Ejemplo n.º 1
0
class BiCNet():
    def __init__(self, s_dim, a_dim, n_agents, **kwargs):
        self.s_dim = s_dim
        self.a_dim = a_dim
        self.config = kwargs['config']
        self.n_agents = n_agents
        self.device = 'cuda' if self.config.use_cuda else 'cpu'
        # Networks
        self.policy = Actor(s_dim, a_dim, n_agents)
        self.policy_target = Actor(s_dim, a_dim, n_agents)
        self.critic = Critic(s_dim, a_dim, n_agents)
        self.critic_target = Critic(s_dim, a_dim, n_agents)

        if self.config.use_cuda:
            self.policy.cuda()
            self.policy_target.cuda()
            self.critic.cuda()
            self.critic_target.cuda()

        self.policy_optimizer = torch.optim.Adam(self.policy.parameters(),
                                                 lr=self.config.a_lr)
        self.critic_optimizer = torch.optim.Adam(self.critic.parameters(),
                                                 lr=self.config.c_lr)

        hard_update(self.policy, self.policy_target)
        hard_update(self.critic, self.critic_target)

        self.random_process = OrnsteinUhlenbeckProcess(
            size=self.a_dim,
            theta=self.config.ou_theta,
            mu=self.config.ou_mu,
            sigma=self.config.ou_sigma)
        self.replay_buffer = list()
        self.epsilon = 1.
        self.depsilon = self.epsilon / self.config.epsilon_decay

        self.c_loss = None
        self.a_loss = None
        self.action_log = list()

    def choose_action(self, obs, noisy=True):
        obs = torch.Tensor([obs]).to(self.device)
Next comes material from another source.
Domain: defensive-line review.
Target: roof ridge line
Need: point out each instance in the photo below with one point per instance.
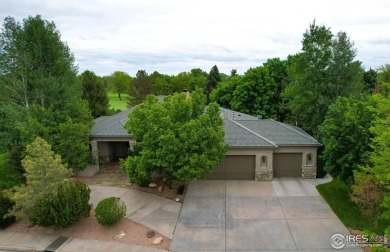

        action = self.policy(obs).cpu().detach().numpy()[0]
        self.action_log.append(action)

        if noisy:
            for agent_idx in range(self.n_agents):
                pass
                # action[agent_idx] += self.epsilon * self.random_process.sample()
            self.epsilon -= self.depsilon
            self.epsilon = max(self.epsilon, 0.001)
        np.clip(action, -1., 1.)

        return action

    def reset(self):
        self.random_process.reset_states()
        self.action_log.clear()

    def prep_train(self):
        self.policy.train()
        self.critic.train()
        self.policy_target.train()
        self.critic_target.train()

    def prep_eval(self):
        self.policy.eval()
        self.critic.eval()
        self.policy_target.eval()
        self.critic_target.eval()

    def random_action(self):
        return np.random.uniform(low=-1, high=1, size=(self.n_agents, 2))

    def memory(self, s, a, r, s_, done):
        self.replay_buffer.append((s, a, r, s_, done))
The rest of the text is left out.